The Swiss Olympic bronze-medalists, Anouk Verge-Depre and Joana Heidrich, were leading their World Championships bronze-medal match last weekend 21-16, 10-7. But Heidrich, while serving, collapsed and screamed in pain and they had to forfeit to Germans Svenja Muller and Cinja Tillman.
Heidrich, who by some reports dislocated her shoulder, posted this according to NBC Sports: “After long clarifications in the hospital, the shoulder is back in. I will report to you when I have recovered.”
Verge-Depre said on Instagram, “We were feeling good and strong and within a blink of an eye all we worked super hard for was over… I can just thank all of you for the messages, hugs, words and empathy. It means a lot to feel the support from all around the world during that difficult moment.
Life sometimes has other plans for us. We’ll also walk down this road together and come back even stronger!”
The Swiss pair are into the main draw of the Volleyball World Beach Pro Tour Gstaad (Switzerland) Elite 16. Can Heidrich would be ready when the tournament begins July 6?
Gstaad Elite 16
Speaking of Gstaad, according to the Volleyball World entry list, the only USA men’s pair are veteran Phil Dalhausser and youngster Andy Benesh. They won AVP Austin in May.
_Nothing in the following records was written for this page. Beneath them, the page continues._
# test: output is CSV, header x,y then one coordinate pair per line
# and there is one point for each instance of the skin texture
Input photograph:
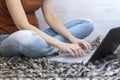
x,y
19,17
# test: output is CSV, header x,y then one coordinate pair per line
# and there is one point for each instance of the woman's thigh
x,y
79,28
27,43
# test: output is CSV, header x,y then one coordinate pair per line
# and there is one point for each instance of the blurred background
x,y
105,14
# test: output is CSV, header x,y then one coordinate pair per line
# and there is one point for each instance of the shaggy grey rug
x,y
23,68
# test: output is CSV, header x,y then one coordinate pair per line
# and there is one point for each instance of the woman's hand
x,y
73,49
82,43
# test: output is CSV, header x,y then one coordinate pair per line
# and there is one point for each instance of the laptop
x,y
107,47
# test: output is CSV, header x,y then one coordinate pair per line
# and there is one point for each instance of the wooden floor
x,y
105,14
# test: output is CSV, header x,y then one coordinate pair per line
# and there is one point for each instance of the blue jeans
x,y
30,44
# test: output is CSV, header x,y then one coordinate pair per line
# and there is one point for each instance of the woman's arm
x,y
19,17
53,20
56,24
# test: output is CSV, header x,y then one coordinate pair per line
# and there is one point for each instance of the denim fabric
x,y
30,44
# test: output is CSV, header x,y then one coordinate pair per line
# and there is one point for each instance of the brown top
x,y
7,25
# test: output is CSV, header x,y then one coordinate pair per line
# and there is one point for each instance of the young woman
x,y
20,35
On the women’s side, there are five teams, three in the main draw, 11th-seeded Taryn Kloth and Kristen Nuss, 22nd-seeded Corrine Quiggle and Sarah Schermerhorn, and 23rd-seeded Stockman and Kraft. Lauren Fendrick and Zana Muno and Race and Lindahl are also in the tournament.
Kloth and Nuss play Quiggle and Schermerhorn in their first Pool F match.
AVP Tour Series Denver Open
The next stop on the AVP is July 2-3 at The Island in Aurora, Colorado.
The top-seeed men’s team is Paul Lotman and Miles Partain with Evan Cory and Billy Kolinske No. 2.
Larissa and Lili Maestrini, who won the last AVP stop in Muskegon, are the top women’s seed. Gaffney and Turner, who may lead the tour in collecting 2022 airline miles, are seeded second.
In this tournament, 14 teams are into the main draw, while on Friday, July 1, there is an on-site qualifier that will generate eight teams on both sides.
Nick Lucena hired at Florida State
He probably already has the ear of the boss, but now 2016 and 2020 Olympian Nick Lucena is going to get paid to coach beach volleyball at Florida State.
Lucena, who served as a volunteer assistant this past season for head coach Brooke Niles, who happens to be his wife, is now a paid assistant coach.
Florida State finished this past spring 33-11 and No. 2 in the final AVCA ranking.
Mewhirter finally gets to play with MacNeil
In the past year alone, VolleyballMag.com contributor Travis Mewhirter and Jake MacNeil have competed in tournaments against one another in Bulgaria, Italy, the Netherlands, Mexico, and Australia. They’ve trained both together and against one another. As it goes in beach volleyball, they’ve become good friends, a Canadian-American duo that, when on the road, becomes near inseparable.
And now, this weekend, they are inseparable, competing together for the first time on the Yuh Beachmasters Tour in Kloten, Switzerland.
Mewhirter and MacNeil received a wild card into the main draw and begin competing Friday.